La partie Sud serait réservée au développement d'une zone économique et industrielle (régions au Nord et au Sud de Brooke's Point), où vivent les Palawan dans les collines et les Hauts et des populations islamisées sur le littoral, où le gouvernement philippin et la communauté européenne ont a fait pendant trois décennies de grands investissements et travaux pour stabiliser l'agriculture, développer les rizières irriguées, les cultures maraîchères et celles des arbres fruitiers, ainsi que les produits de la forêt (rotins, résines, miels, etc.).

La construction de routes (une transversale et une le long de la côte ouest), l'essor des ports et la construction d'un aéroport à Samariñana, une cimenterie ‘ultra moderne', grâce à l'apport de capitaux étrangers, tous ces projets seraient positifs s'ils n'entraient pas en contradiction avec la Loi sur les Terres Ancestrales (Ancestral Domain Law) votée en Décembre 1998, dont la finalité est en principe de protéger ce territoire pour les communautés nationales, Palawan, en l'occurrence, et la tentative de développement de la production agricole à des fins de consommation internes et externes.

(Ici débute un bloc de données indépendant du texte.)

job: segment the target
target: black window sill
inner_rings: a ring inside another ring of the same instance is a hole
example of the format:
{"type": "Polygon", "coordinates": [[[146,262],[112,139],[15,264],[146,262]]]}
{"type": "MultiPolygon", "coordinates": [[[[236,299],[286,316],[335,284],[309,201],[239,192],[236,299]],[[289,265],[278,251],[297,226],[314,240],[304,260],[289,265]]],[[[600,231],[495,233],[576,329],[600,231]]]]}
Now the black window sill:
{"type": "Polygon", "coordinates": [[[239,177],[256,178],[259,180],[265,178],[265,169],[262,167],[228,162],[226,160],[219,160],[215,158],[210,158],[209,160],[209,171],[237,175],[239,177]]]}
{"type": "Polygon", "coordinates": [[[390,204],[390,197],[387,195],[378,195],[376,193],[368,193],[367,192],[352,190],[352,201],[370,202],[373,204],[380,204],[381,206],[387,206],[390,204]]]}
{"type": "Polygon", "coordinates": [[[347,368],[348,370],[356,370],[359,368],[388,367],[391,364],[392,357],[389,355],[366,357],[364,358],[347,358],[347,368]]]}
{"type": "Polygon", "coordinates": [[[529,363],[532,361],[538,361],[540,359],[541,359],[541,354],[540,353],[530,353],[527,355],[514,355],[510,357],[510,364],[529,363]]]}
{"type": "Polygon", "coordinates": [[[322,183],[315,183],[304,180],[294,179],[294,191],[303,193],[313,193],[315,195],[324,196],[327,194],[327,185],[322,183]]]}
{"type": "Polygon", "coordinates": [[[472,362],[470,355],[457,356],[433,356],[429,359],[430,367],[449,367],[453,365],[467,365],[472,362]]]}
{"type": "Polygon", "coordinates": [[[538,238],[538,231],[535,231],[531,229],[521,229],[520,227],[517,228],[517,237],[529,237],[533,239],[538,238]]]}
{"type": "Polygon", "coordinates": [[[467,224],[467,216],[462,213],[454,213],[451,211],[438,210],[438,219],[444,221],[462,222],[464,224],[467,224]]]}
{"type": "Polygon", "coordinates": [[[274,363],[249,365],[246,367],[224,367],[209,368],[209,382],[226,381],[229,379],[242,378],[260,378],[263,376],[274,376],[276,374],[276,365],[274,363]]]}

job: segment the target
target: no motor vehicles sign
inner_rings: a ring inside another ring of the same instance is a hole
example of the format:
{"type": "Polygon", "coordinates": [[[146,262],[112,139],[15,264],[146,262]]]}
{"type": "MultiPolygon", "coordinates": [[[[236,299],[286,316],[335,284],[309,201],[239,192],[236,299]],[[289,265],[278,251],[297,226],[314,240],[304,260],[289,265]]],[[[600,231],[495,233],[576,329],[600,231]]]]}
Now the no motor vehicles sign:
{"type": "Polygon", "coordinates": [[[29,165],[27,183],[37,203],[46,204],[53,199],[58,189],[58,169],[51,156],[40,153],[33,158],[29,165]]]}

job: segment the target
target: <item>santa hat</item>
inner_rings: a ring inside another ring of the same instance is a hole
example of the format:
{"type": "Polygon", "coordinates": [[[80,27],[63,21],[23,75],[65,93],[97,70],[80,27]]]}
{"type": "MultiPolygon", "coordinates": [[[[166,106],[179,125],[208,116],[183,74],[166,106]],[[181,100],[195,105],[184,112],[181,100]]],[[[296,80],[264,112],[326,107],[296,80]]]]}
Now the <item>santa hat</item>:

Alors que les Palawan des premiers contreforts et des collines s'impliquent depuis des années dans un effort de transformation des techniques agraires et l'essor d' artisanats et autres ‘cottage industries', à la demande du Gouvernement, des ONG, des commerçants et des administrateurs locaux, n'y a-t-il pas une politique paradoxale à tenter d'ouvrir, sur ce qui leur reste de territoire forestier, des carrières et d'implanter des industries lourdes?

Ce sont précisément les communautés des petites sociétés de forêt ou des nomades marins qui détiennent des savoirs encyclopédiques sur la nature très originaux, des savoirs empiriques et des patrimoines immatériels d'une richesse insoupçonnée (littératures orale et musiques).

Le travail de recueil et de sauvegarde est déjà mis en oeuvre: les institutions nationales, nombre de ONG, les programmes bilatéraux du gouvernement avec les pays de la communauté européenne ont entrepris la constitution d'une banque de données à Puerto-Princesa City; des archéologues, des préhistoriens, des naturalistes, des ethnologues, des linguistes, des ethnomusicologues philippins, américains, français, italiens et allemands ont travaillé depuis quarante ans et publié de nombreux travaux.

En ce début de XXI siècle, c'est une belle perspective que de sauvegarder l‘enseignement des Ancêtres, tout en le projetant dans ce monde de modernité afin que ces communautés nationales y aient leur place. L‘enjeu n‘est autre que de ‘vivre ensemble'.